第四十三話 魁る者の、最悪の交換条件
第四十三話 魁る者の、最悪の交換条件
「健太、僕と勝負しよう」
「・・・勝負だと?」
勝負だと? 魁斗の奴いったいどういうつもりだ? 魁斗は俺に『選択権を与えよう』と言ったのにも関わらず、今度は俺に勝負を持ちかけてきたんだ。
「ここは僕が信用に値する人間ってことを健太にも知ってもらおうと思ってね」
「・・・」
信用?いやもうそれはねぇわ。お前自分のやばいとこを俺に見せ過ぎ。『街の住人の殺戮』『生ける屍』『大嘘』『歪んだ性格』『イデアル』『黒印』―――他にもたくさん・・・正直言って俺、めちゃくちゃヒィた・・・。
「つまりね、健太と僕が互いに真剣勝負をする。そして健太が僕に勝てば、僕は健太のことを諦め、アイナ=イニーフィナ達のことも解放する。
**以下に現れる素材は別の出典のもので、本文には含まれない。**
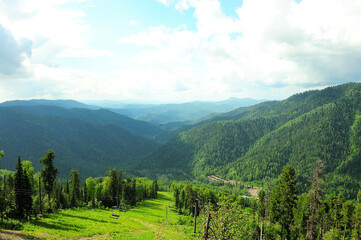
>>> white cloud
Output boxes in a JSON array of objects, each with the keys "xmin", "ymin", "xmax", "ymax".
[
  {"xmin": 0, "ymin": 0, "xmax": 361, "ymax": 101},
  {"xmin": 119, "ymin": 0, "xmax": 361, "ymax": 98},
  {"xmin": 128, "ymin": 20, "xmax": 138, "ymax": 26}
]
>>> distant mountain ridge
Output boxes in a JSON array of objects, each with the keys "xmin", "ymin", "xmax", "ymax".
[
  {"xmin": 0, "ymin": 106, "xmax": 158, "ymax": 177},
  {"xmin": 0, "ymin": 104, "xmax": 164, "ymax": 138},
  {"xmin": 142, "ymin": 83, "xmax": 361, "ymax": 197},
  {"xmin": 93, "ymin": 98, "xmax": 265, "ymax": 124},
  {"xmin": 0, "ymin": 99, "xmax": 101, "ymax": 109}
]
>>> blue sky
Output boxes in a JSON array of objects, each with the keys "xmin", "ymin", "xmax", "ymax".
[{"xmin": 0, "ymin": 0, "xmax": 361, "ymax": 102}]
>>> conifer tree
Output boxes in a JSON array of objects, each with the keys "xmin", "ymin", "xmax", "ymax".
[
  {"xmin": 69, "ymin": 170, "xmax": 80, "ymax": 207},
  {"xmin": 270, "ymin": 164, "xmax": 297, "ymax": 240},
  {"xmin": 307, "ymin": 160, "xmax": 325, "ymax": 240},
  {"xmin": 23, "ymin": 170, "xmax": 33, "ymax": 217},
  {"xmin": 39, "ymin": 150, "xmax": 59, "ymax": 209},
  {"xmin": 15, "ymin": 156, "xmax": 24, "ymax": 218}
]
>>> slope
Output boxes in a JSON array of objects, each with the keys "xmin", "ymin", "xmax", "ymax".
[
  {"xmin": 144, "ymin": 83, "xmax": 361, "ymax": 195},
  {"xmin": 0, "ymin": 108, "xmax": 158, "ymax": 177},
  {"xmin": 3, "ymin": 105, "xmax": 164, "ymax": 138}
]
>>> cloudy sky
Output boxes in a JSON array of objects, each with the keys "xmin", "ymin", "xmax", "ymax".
[{"xmin": 0, "ymin": 0, "xmax": 361, "ymax": 102}]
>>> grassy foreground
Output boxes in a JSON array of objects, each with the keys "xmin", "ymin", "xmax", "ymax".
[{"xmin": 0, "ymin": 192, "xmax": 192, "ymax": 240}]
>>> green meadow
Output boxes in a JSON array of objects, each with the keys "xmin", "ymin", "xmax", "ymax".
[{"xmin": 0, "ymin": 192, "xmax": 193, "ymax": 240}]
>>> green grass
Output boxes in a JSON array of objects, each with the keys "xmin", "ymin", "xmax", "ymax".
[{"xmin": 4, "ymin": 192, "xmax": 192, "ymax": 240}]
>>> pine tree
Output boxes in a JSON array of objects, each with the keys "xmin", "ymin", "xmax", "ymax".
[
  {"xmin": 23, "ymin": 170, "xmax": 33, "ymax": 217},
  {"xmin": 69, "ymin": 170, "xmax": 80, "ymax": 207},
  {"xmin": 39, "ymin": 150, "xmax": 59, "ymax": 209},
  {"xmin": 270, "ymin": 165, "xmax": 297, "ymax": 240},
  {"xmin": 307, "ymin": 160, "xmax": 325, "ymax": 240},
  {"xmin": 15, "ymin": 156, "xmax": 25, "ymax": 218}
]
その代わり僕が健太に勝てば、健太きみは僕の仲間なるってことだってば♪ しかもそのとき健太が僕に負けても、僕は彼女達二人も解放してあげるよっ♪」
「―――」
それってどうなんだ?条件がよすぎじゃないか? この条件は魁斗にとってメリットは少なく、そして俺が魁斗に勝っても負けてもアイナとアターシャは解放される・・・、ひょっとして条件としては俺のほうがメリットは大きい、のでは?
「まだ、幼馴染の僕の言うことを疑ってるの?健太」
「いやだってお前・・・」
「幼馴染の僕のことを信じてくれないなんて、悲しいなぁ。ははっ」
お前言ってることと、表情がちぐはぐなんだよ。今も全然悲しそうな顔じゃねぇよ。
「・・・」
「これでどう?」
ふぅ―――
「―――・・・?」
魁斗の真っ黒い墨汁のようなアニムスがふぅっと霧散した? ううん、魁斗が異能の行使を止めたのか?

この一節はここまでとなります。